40 Evangelium Vitae, items no. 55 and 56 states:
55. This should not cause surprise: to kill a human being, in whom the image
of God is present, is a particularly serious sin. Only God is the master of life!
Yet from the beginning, faced with the many and often tragic cases which
occur in the life of individuals and society, Christian reflection has sought a
fuller and deeper understanding of what God's commandment prohibits and
prescribes. There are, in fact situations in which values proposed by God's
Law seem to involve a genuine paradox. This happens for example in the
case of legitimate defence, in which the right to protect one's own life and the
duty not to harm someone else's life are difficult to reconcile in practice.
Certainly, the intrinsic value of life and the duty to love oneself no less than
others are the basis of a true right to self-defence. The demanding
commandment of love of neighbor, set forth in the Old Testament and
confirmed by Jesus, itself presupposes love of oneself as the basis of
comparison: "You shall love your neighbor as yourself" (Mk. 12:31).

Consequently, no one can renounce the right to self-defence out of lack of


love for life or for self. This can only be done in virtue of a heroic love which
deepens and transfigures the love of self into a radical self-offering,
according to the spirit of the Gospel Beatitudes (cf.
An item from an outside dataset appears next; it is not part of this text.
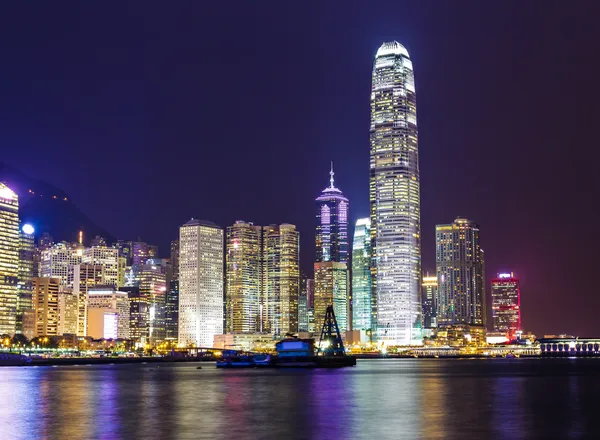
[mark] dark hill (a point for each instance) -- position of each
(48, 208)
Mt. 5:38-40). The sublime
example of this self-offering is the Lord Jesus himself.
Moreover, "legitimate defence can be not only a right but a grave duty for
someone responsible for another's life, the common good of the family or of
the State." Unfortunately it happens that the need to render the aggresor
incapable of causing harm sometimes involves taking his life. In this case,
the fatal outcome is attributable to the aggressor incapable whose action
brought it about, even though he may not be morally responsible because of
a lack of the use of reason.
56. This is context in which to place the problem of the death penalty. On this
matter there is a growing tendency, both in the Church and in civil society, to
demand that it be applied in a very limited way or even that it be abolished
completely. The problem must be viewed in the context of a system of penal
justice even more in line with dignity and thus, in the end, with God's plan for
man and society. The primary purpose of the punishment which society
inflicts is "to redress the disorder caused by the offence." Public authority
must redress the violation of personal and social rights by imposing on the
offender to regain the exercise of his or her freedom. In this way authority
also fulfills the purpose of defending public order and ensuring people's
safety, while at the same time offering the offender an incentive and help to
change his or her behavior and be rehabilitated.
It is clear that, for these purposes to be achieved, the nature and extent of
the punishment must be carefully evaluated and decided upon, and ought not
go to the extreme of executing the offender except in cases of absolute
necessity: in other words, when it would not be possible other wise to defend
society. Today however, as a result of steady improvements in the
organization of the penal system, such cases are very rare, if not partically
non-existent.
1wphi1.nt

In any event, the principle, set forth in the new Catechism of the Catholic
Church remains valid: "If bloodless means are sufficient to defend human
lives against an aggressor and to protect public order and the safety of
persons, public authority must limit itself to such means, because they better
correspond to the concrete conditions of the common good and are more in
conformity to the dignity of the human person."